Elle soutient que l’acte introductif de procédure satisfait aux conditions prescrites par l’article 56 du code de procédure civile.

Sur la nullité de l’assignation pour indétermination de son objet Aux termes de l’article 56 du code de procédure civile, « l’assignation contient à peine de nullité, outre les mentions prescrites pour les actes d’huissier de justice, l’objet de la demande avec les moyens en fait et en droit ».

Cette obligation sanctionnée par la nullité de l’acte introductif d’instance en cas de grief, vise à permettre au défendeur de connaître l’ensemble des faits qui lui sont reprochés et les moyens de manière à pouvoir se défendre.

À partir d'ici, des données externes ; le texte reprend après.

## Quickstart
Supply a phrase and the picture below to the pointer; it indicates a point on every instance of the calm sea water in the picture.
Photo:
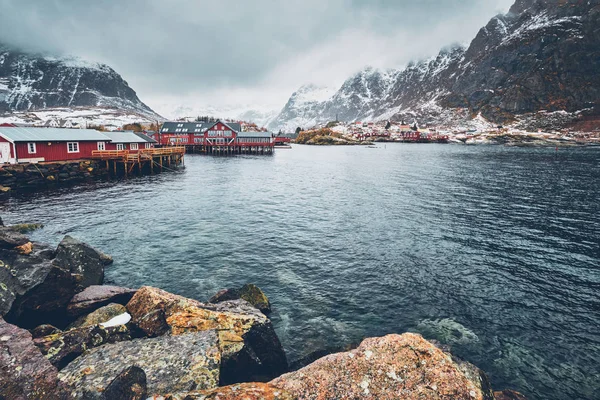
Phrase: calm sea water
(493, 250)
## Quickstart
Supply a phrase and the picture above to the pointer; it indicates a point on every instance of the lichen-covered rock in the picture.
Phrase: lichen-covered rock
(243, 391)
(251, 350)
(44, 330)
(96, 296)
(61, 348)
(85, 263)
(103, 314)
(128, 385)
(249, 292)
(392, 367)
(24, 372)
(26, 228)
(509, 395)
(172, 364)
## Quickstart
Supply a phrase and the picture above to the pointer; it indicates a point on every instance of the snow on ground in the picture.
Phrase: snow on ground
(83, 116)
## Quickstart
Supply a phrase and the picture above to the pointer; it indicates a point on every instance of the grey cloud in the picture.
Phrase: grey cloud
(186, 46)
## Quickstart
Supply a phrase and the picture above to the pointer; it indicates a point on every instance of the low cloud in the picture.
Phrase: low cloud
(257, 52)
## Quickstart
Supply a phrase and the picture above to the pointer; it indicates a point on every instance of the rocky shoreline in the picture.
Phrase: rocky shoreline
(65, 335)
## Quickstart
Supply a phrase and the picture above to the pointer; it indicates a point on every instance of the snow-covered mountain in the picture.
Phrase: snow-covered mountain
(31, 82)
(542, 55)
(303, 109)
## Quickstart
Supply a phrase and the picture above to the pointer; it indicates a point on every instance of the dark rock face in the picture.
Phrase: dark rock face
(249, 292)
(542, 55)
(85, 263)
(44, 330)
(251, 350)
(101, 315)
(38, 289)
(172, 364)
(97, 296)
(24, 372)
(128, 385)
(37, 82)
(61, 348)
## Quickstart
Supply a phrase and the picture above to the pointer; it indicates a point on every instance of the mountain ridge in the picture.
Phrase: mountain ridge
(541, 56)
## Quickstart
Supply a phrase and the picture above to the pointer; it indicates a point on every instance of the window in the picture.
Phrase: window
(73, 147)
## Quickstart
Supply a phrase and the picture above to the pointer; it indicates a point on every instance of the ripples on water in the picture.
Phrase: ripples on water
(493, 250)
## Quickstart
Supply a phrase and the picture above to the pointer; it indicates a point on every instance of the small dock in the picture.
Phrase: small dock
(149, 160)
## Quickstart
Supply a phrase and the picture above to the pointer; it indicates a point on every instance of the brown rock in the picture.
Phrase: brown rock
(44, 330)
(128, 385)
(25, 249)
(509, 395)
(97, 296)
(249, 292)
(392, 367)
(103, 314)
(243, 391)
(172, 364)
(61, 348)
(24, 372)
(250, 348)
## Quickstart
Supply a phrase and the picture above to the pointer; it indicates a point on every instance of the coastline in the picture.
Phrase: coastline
(228, 340)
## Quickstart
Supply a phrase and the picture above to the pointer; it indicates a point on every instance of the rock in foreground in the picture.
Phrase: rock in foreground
(171, 363)
(244, 391)
(97, 296)
(24, 372)
(250, 348)
(392, 367)
(249, 292)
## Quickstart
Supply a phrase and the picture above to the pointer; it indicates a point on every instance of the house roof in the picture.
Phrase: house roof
(190, 127)
(52, 135)
(255, 134)
(145, 137)
(125, 137)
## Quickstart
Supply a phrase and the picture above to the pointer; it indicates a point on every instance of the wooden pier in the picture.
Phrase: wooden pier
(150, 160)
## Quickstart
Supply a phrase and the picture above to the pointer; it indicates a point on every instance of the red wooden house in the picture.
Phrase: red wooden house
(128, 140)
(21, 145)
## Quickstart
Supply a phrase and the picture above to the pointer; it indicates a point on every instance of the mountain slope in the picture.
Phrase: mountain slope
(33, 82)
(542, 55)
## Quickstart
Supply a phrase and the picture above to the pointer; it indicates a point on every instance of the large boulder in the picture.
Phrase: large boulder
(37, 285)
(249, 292)
(395, 366)
(250, 348)
(128, 385)
(172, 364)
(103, 314)
(243, 391)
(96, 296)
(61, 348)
(85, 263)
(24, 372)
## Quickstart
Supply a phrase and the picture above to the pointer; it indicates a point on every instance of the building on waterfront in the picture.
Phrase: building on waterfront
(32, 145)
(128, 140)
(215, 138)
(23, 145)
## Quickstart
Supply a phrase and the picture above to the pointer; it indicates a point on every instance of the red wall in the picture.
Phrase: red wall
(56, 151)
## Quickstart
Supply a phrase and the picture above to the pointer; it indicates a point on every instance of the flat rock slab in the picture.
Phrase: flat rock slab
(97, 296)
(172, 364)
(392, 367)
(24, 372)
(242, 391)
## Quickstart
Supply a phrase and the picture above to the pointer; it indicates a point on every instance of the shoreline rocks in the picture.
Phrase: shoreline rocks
(122, 344)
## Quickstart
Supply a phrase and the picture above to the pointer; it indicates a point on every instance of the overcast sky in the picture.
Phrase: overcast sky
(238, 52)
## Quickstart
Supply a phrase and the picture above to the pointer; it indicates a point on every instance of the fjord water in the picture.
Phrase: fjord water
(492, 250)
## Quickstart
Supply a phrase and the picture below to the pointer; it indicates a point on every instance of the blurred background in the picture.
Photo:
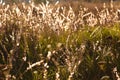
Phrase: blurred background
(38, 1)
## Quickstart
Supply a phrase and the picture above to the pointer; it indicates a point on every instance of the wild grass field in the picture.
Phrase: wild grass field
(61, 41)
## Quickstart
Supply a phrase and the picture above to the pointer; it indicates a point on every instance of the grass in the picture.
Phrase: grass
(41, 42)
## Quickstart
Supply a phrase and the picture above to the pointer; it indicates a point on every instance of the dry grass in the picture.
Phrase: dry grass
(62, 41)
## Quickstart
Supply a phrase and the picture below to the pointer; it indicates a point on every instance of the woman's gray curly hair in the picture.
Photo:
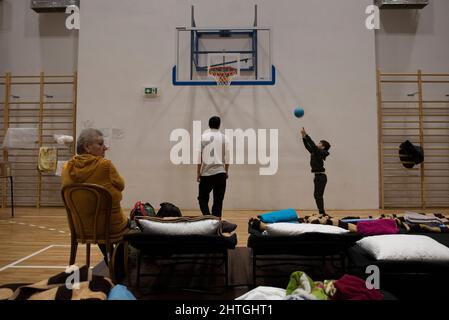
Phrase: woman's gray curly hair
(86, 136)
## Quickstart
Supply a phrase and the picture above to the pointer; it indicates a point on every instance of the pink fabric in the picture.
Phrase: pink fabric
(377, 227)
(353, 288)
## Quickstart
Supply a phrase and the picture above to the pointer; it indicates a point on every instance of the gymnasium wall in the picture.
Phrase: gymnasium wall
(325, 60)
(32, 42)
(414, 39)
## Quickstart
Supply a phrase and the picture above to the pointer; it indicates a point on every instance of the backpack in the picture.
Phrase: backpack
(142, 210)
(168, 210)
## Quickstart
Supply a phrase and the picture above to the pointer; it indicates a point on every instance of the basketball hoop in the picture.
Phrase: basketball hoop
(223, 74)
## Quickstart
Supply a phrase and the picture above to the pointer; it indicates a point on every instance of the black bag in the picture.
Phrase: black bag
(410, 154)
(168, 210)
(142, 210)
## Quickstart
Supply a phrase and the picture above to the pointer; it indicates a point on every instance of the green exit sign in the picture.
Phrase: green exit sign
(151, 91)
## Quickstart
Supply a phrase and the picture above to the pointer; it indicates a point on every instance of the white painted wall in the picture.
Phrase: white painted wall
(414, 39)
(31, 42)
(325, 63)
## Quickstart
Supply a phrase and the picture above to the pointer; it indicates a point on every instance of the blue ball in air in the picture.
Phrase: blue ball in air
(299, 112)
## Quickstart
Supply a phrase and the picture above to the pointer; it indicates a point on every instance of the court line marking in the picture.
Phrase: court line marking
(38, 267)
(26, 258)
(14, 264)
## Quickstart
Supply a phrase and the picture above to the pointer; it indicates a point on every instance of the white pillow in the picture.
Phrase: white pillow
(293, 229)
(188, 228)
(402, 247)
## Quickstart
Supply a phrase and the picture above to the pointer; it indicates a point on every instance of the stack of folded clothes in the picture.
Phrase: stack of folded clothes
(417, 220)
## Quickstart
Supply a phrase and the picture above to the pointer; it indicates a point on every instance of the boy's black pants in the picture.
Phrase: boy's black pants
(217, 184)
(320, 184)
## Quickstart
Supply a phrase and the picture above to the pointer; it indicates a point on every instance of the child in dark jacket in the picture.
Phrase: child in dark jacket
(318, 154)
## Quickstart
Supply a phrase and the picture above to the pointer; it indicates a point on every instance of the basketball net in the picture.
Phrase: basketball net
(223, 75)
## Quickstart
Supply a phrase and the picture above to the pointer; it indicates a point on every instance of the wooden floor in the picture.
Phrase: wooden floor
(35, 243)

La validité d’une assignation doit être appréciée par rapport à l’objet de l’action dont est saisi le tribunal sur le fondement de cet acte.

Aux termes de l’assignation délivrée respectivement aux sociétés Nicolletti et Dipavi, la société CINNA a engagé une action visant à juger qu’en offrant à la vente le modèle canapé « MOOD » les sociétés NICOLETTI TRADE SRL et DIPAVI se sont rendues coupables de contrefaçon de droits d’auteur dont la société CINNA est investie sur le modèle « PRADO » et de contrefaçon du modèle « PRADO » régulièrement enregistré auprès de 1' OMPI le 9 janvier 2014 sur le fondement des articles L 335-3 et L 513-5 et suivants du code de la propriété intellectuelle. Elle incrimine également ces agissements au titre de la concurrence déloyale sur le fondement des dispositions des articles 1382 et 1383 du code civil.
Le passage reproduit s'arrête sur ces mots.